Mr. Cole agreed, saying that informing colleagues that they have been cut off from party committee support is among the toughest duties he has executed in Washington.

“You’re a little bit like a doctor who is delivering bad news to a patient, saying, ’I’m sorry, you’ve got six weeks to put your affairs in order,’” he said. “A little empathy is not a bad thing. But at the end of the day, you have to live by the data and the advice that you get.”

Such decisions have left bruised egos and fits of frustration among incumbents — even among those whose campaigns are doing well.

“There is nothing more paranoid than a politician who thinks their life is on the line, whether the objective data suggests it is or not,” Mr. Cole said. “It’s very emotional in that way.”

The parties say they base their triage decisions mostly on objective criteria, such as polling, the fundraising prowess of a candidate, demographics and the opponent’s strength, among others. Yet gut instinct also plays a part.

“These are generally metrics decisions, [but] there is some element of subjectivity — you know, on candidate behavior, coordination between the candidate and the national side, so you get a little bit of that,” he said.

Sometimes money spent during one campaign season will bear fruit in subsequent election cycles, as about a half-dozen candidates in whom the NRCC invested but lost in 2008 won House seats two years later.
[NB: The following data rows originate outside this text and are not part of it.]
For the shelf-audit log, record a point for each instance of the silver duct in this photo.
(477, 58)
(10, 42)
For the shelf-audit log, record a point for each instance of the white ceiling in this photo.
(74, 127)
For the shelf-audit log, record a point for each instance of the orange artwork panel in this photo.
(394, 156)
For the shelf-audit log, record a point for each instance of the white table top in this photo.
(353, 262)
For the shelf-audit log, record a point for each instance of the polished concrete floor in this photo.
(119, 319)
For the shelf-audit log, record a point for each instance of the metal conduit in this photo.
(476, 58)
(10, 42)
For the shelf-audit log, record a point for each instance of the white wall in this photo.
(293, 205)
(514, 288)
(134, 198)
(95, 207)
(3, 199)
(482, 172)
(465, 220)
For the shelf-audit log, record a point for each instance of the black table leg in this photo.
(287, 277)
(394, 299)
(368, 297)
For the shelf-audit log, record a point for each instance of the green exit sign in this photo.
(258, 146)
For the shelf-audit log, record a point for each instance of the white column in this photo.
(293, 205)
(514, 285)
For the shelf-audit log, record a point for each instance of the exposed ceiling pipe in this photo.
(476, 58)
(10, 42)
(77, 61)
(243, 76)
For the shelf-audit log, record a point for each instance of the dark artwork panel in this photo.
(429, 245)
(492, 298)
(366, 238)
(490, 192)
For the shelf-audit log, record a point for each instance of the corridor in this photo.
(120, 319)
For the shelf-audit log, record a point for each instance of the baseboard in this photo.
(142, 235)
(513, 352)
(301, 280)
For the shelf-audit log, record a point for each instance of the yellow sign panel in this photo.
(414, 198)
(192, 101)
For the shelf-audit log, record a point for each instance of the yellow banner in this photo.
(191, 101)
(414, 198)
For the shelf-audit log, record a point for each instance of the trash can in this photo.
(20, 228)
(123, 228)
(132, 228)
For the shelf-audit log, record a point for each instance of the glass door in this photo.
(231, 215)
The proliferation of outside money into races from political action committees and super PACs also has changed and complicated triage calculations.

“It creates a much more uncertain environment,” Rep. Chris Van Hollen of Maryland, the DCCC chairman in the 2008 and 2010 election cycles.

Media purchases by third-party groups — which by law can’t communicate directly with the parties — have allowed the committees to stretch their budgets. But the practice also has resulted in the DCCC and NRCC losing some control and influence in races.

“We have [outside groups] spending more than the committees spend, because they’re raising money in million-dollar chunks, while we’re raising at considerably smaller portions,” Mr. Cole said.

He added that, even in races a party thinks it has locked up, a super PAC can unexpectedly dump $1 million into a race at the last minute to potentially change its trajectory.

“It’s a whole new universe,” Mr. Cole said.